"Nicht nachvollziehbar"

Einmütig beklagen die im Prümer Stadtrat vertretenen Fraktionen die angekündigte Schließung der Postfiliale in der Abteistadt. Das bedeute einen klaren Verlust an wichtiger Infrastruktur, dem man mit einer gemeinsamen Resolution begegnen will.

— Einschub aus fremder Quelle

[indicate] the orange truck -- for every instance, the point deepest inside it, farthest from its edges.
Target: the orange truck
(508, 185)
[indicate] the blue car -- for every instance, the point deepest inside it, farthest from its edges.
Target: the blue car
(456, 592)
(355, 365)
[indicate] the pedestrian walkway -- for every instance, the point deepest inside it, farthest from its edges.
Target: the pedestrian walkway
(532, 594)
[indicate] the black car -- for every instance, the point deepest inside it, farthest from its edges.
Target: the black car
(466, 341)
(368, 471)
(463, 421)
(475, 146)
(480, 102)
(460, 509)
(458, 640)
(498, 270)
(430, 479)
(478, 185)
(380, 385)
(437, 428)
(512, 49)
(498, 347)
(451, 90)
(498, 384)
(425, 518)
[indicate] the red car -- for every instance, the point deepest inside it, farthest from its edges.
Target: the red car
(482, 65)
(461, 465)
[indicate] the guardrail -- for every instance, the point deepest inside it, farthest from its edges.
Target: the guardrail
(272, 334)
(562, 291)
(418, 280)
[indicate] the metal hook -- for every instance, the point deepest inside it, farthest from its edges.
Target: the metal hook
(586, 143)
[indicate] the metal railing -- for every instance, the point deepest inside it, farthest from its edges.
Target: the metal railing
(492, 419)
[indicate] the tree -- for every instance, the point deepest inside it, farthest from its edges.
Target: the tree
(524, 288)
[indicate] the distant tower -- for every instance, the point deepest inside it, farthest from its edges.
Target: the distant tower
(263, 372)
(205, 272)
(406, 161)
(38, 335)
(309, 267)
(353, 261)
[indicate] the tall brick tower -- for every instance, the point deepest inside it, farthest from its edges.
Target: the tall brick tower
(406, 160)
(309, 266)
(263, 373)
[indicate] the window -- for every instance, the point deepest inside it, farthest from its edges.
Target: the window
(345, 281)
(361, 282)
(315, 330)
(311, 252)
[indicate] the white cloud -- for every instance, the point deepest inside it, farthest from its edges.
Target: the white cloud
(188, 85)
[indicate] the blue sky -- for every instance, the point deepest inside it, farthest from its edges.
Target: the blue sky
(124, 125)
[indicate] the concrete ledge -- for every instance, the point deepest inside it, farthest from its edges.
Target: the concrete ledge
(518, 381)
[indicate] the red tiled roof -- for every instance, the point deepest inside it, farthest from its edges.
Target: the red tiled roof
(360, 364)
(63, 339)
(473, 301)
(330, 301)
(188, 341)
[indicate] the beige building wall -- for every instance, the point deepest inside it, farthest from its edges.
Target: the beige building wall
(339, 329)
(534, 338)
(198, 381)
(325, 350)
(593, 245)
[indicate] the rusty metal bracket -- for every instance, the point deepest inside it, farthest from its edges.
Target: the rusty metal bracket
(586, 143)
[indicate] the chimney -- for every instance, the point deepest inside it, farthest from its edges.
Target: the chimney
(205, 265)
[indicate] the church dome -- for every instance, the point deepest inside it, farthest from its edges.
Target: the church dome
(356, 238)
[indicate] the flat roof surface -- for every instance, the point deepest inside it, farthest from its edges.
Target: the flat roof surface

Prüm. (ch) "Mit aller uns zur Verfügung stehenden Kraft" will die Prümer SPD die Schließung der Postfiliale verhindern. Mit einer gemeinsamen Resolution des gesamten Stadtrats hoffen die Sozialdemokraten, den Bonner Konzern doch noch umzustimmen, so dass die Filiale in vollem Unfang erhalten bleibt. Die Post sei dazu verpflichtet, eine flächendeckende Versorgung sicherzustellen. Außerdem werde die Filiale in der Prümer Bahnhofstraße sehr gut angenommen, so dass es dort keinerlei Handlungsbedarf gebe, so die stellvertretende Ortsvereinsvorsitzende Paula Sonnen. Gerade die älteren Menschen seien auf einen gut erreichbaren Service angewiesen, der nicht durch automatische Packstationen zu ersetzen sei. Unterstützung findet die SPD bei der CDU. "Wir sind da auf der gleichen Linie", sagt Fraktionssprecher Horst Follmann. "Mit der Schließung geht wieder etwas für die Stadt verloren. Da muss man alles versuchen."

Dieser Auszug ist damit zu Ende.